Which of the following statements is TRUE regarding the transition state of a bimolecular nucleophilic substitution ($S_N2$) reaction?

• A. The central carbon atom transitions to an $sp^3$ hybridization state with a tetrahedral geometry.
• B. The central carbon atom adopts an unstable pentacoordinate arrangement with approximate $sp^2$ hybridization.
• C. The reaction forms a stable, isolation-ready carbocation intermediate.
• D. Both the nucleophile and the leaving group carry full, non-interacting formal charges.

Hint:

The $S_N2$ mechanism involves a single concerted transition state (pentacoordinate carbon), while $S_N1$ proceeds via a distinct carbocation intermediate.

Answer 1

The Correct Option is B

Concept: The $\text{S}_\text{N}2$ pathway operates via a concerted, single-step mechanism. Unlike stepwise substitutions, it does not involve the formation of any distinct, low-energy intermediates such as carbocations. Instead, bond-making between the incoming nucleophile and the substrate occurs simultaneously with bond-breaking of the leaving group. This coordinated process passes through an unstable, high-energy transition state configuration.

Step 1: Analyzing the synchronous geometry and bond configuration of the reaction center.
During an $\text{S}_\text{N}2$ attack, the nucleophile approaches the substrate from the side directly opposite the leaving group ($180^\circ$ back-side attack) to minimize electrostatic repulsion. At the peak of the transition state, the bond to the incoming nucleophile ($\text{Nu}^{\delta-}$) is partially formed, while the bond to the departing leaving group ($\text{LG}^{\delta-}$) is partially broken. This arrangement forces the central carbon atom to coordinate temporarily with five separate groups at the same time.

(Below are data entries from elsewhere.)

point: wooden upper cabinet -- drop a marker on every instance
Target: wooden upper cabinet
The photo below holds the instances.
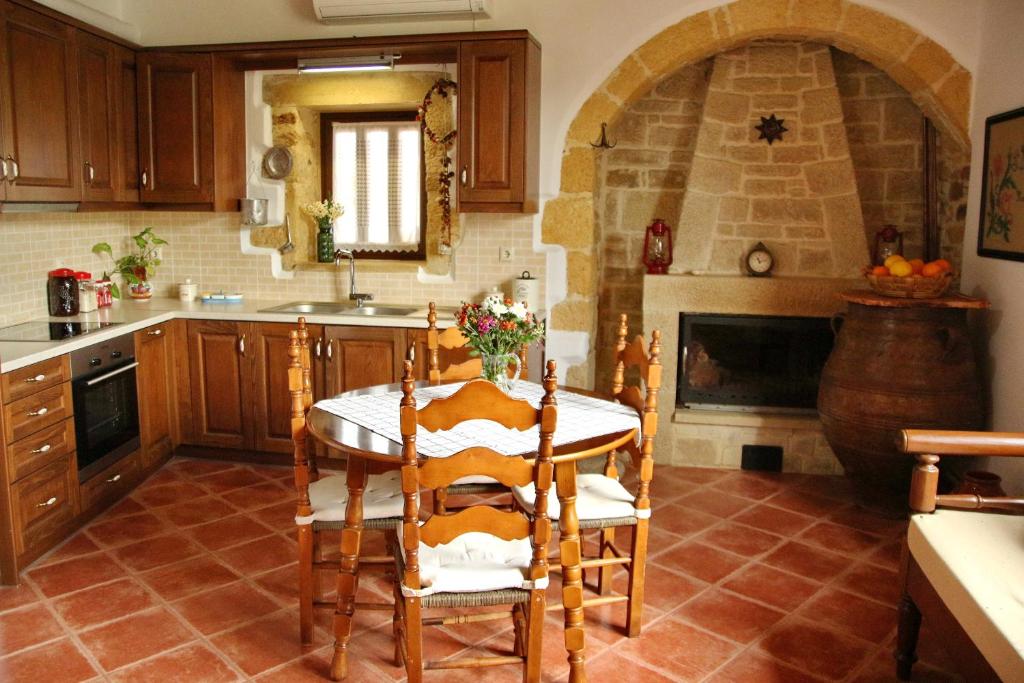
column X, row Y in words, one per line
column 127, row 186
column 175, row 127
column 40, row 108
column 499, row 119
column 98, row 74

Step 2: Determining the transient hybridization state and electronic geometry.
Because the partial bonds to the nucleophile and leaving group lie along a single linear axis, the central carbon uses its remaining unhybridized $p$-orbital to interact with them. The other three stable, non-reacting substituent bonds are pushed away and flatten out into a single perpendicular plane. This planar arrangement uses three $sp^2$ hybrid orbitals separated by $120^\circ$ angles. This creates an unstable pentacoordinate carbon center with a trigonal bipyramidal geometry in the transition state.